FL - Mangrove Root Model May Hold the Key to Preventing Coastal Erosion
Study First to Quantify Optimal Mangrove Root Hydrodynamic with Predictive Model
Mangrove vegetation, which grows naturally in subtropical shorelines, provides a wide range of ecosystem functions such as reducing coastal erosion, promoting biodiversity, and removing nitrogen, phosphorus and carbon dioxide. These vital ecological functions are influenced by the water flow around the intricate mangrove roots, which create a complex energetic process that mixes up sediments and generates a depositional region behind the roots. How these mangrove roots interact with water flow is believed to be a key element in mitigating coastal erosion.
Accurately projecting hydrodynamic erosion and the essential amount of mangrove species has been a challenge for managers and restoration experts to forecast a successful component of project designs.
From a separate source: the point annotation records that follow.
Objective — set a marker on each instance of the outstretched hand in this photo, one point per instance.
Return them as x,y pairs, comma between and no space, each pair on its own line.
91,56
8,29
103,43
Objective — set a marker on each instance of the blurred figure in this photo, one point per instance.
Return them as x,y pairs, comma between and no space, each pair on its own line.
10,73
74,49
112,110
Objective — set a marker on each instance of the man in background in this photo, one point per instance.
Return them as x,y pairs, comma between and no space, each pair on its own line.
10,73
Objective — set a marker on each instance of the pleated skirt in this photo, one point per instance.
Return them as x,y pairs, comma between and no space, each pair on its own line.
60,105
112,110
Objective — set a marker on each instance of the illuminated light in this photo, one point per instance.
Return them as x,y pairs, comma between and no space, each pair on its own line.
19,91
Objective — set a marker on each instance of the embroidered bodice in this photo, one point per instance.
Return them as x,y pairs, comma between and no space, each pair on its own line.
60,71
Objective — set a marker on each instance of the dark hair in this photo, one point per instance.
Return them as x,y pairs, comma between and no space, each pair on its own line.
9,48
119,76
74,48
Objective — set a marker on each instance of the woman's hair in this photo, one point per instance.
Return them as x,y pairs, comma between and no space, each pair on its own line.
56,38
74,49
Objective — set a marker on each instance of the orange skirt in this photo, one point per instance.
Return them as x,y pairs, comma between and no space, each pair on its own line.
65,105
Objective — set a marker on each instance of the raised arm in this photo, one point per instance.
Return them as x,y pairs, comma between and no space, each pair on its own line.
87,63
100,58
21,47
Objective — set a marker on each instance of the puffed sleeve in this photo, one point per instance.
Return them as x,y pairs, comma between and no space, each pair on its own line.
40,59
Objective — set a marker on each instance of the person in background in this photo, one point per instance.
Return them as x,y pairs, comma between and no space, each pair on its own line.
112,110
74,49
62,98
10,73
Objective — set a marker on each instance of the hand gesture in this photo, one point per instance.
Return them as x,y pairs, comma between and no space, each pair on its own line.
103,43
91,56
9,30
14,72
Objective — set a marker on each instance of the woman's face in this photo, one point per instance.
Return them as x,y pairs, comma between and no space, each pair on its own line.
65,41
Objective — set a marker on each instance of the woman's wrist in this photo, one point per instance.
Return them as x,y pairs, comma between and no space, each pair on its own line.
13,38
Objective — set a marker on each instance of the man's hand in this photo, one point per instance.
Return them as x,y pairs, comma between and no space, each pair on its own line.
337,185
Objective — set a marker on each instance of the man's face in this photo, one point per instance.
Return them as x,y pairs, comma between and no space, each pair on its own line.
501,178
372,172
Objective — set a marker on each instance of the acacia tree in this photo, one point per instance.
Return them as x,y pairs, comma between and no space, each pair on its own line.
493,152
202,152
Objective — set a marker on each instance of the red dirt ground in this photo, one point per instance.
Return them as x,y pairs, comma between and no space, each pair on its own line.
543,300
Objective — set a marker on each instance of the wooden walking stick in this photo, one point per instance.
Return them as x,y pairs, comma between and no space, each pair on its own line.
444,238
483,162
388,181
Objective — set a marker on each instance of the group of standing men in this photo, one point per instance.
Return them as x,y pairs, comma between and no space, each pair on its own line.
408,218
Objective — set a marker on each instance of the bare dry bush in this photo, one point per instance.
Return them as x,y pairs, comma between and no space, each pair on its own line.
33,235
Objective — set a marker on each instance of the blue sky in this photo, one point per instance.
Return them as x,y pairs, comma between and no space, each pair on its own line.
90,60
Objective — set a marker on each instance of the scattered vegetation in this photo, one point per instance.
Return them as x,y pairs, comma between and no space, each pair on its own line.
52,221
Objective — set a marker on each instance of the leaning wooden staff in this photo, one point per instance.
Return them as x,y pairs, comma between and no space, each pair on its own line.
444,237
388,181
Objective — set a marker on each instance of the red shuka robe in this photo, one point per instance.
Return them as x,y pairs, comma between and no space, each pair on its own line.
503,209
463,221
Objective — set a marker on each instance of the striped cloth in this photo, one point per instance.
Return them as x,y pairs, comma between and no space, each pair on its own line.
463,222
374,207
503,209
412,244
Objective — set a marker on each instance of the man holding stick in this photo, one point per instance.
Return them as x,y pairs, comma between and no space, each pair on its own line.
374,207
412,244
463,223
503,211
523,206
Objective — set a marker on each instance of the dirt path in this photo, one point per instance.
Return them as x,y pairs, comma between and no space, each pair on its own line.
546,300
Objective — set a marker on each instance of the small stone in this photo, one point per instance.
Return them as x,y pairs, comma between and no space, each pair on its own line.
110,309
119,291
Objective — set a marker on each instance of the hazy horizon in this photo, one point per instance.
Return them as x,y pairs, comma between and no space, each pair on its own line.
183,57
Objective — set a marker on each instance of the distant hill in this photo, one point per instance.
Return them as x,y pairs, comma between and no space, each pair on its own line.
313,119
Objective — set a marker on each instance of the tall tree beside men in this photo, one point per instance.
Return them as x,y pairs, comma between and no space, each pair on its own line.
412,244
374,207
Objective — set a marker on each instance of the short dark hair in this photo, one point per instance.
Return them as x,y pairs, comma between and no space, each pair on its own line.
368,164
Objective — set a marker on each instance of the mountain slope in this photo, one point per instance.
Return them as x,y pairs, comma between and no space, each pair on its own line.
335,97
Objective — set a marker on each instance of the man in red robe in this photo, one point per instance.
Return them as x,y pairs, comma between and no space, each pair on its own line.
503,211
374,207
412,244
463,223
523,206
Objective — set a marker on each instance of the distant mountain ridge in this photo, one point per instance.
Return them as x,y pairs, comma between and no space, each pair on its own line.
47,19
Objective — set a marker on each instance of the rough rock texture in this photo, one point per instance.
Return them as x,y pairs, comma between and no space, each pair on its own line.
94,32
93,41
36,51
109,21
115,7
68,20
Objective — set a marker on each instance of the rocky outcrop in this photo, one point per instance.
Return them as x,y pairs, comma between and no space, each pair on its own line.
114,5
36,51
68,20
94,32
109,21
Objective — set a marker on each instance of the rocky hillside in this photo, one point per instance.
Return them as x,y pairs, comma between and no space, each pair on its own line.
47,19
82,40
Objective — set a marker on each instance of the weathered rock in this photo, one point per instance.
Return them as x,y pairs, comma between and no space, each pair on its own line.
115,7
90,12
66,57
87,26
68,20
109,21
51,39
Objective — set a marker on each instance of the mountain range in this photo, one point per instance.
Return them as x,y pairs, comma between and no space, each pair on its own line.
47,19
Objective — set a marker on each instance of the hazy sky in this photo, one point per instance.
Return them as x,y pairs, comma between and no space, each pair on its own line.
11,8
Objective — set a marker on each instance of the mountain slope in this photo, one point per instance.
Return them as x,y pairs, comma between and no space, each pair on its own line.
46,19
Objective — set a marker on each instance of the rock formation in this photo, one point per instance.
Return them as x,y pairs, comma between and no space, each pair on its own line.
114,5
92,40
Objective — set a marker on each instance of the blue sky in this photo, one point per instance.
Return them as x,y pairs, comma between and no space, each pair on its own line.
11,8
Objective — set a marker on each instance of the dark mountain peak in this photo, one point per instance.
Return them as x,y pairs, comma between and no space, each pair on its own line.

That is because they need two critical pieces of information: characterization of the near-bed boundary layer of the mangrove roots and their effect on the mangrove root erosion; and a quantitative understanding of mangrove root erosion and the habitat requirements based on the optimal porosity.
Florida Atlantic University's Oscar M. Curet, Ph.D., an associate professor in the Department of Ocean and Mechanical Engineering within the College of Engineering and Computer Science, spearheaded the research with his co-authors, and are the first to quantify the optimal mangrove root hydrodynamic with a predictive model. For the study, published in Scientific Reports, (published by Nature) they used simplified mangrove root-type models with different porosities to investigate the impact of porosity on the initial motion of the sediments, which is critical to the evolution of shorelines, delta and lands. This predictive model takes into account the mangrove roots' porosity and the near-bed turbulence effect.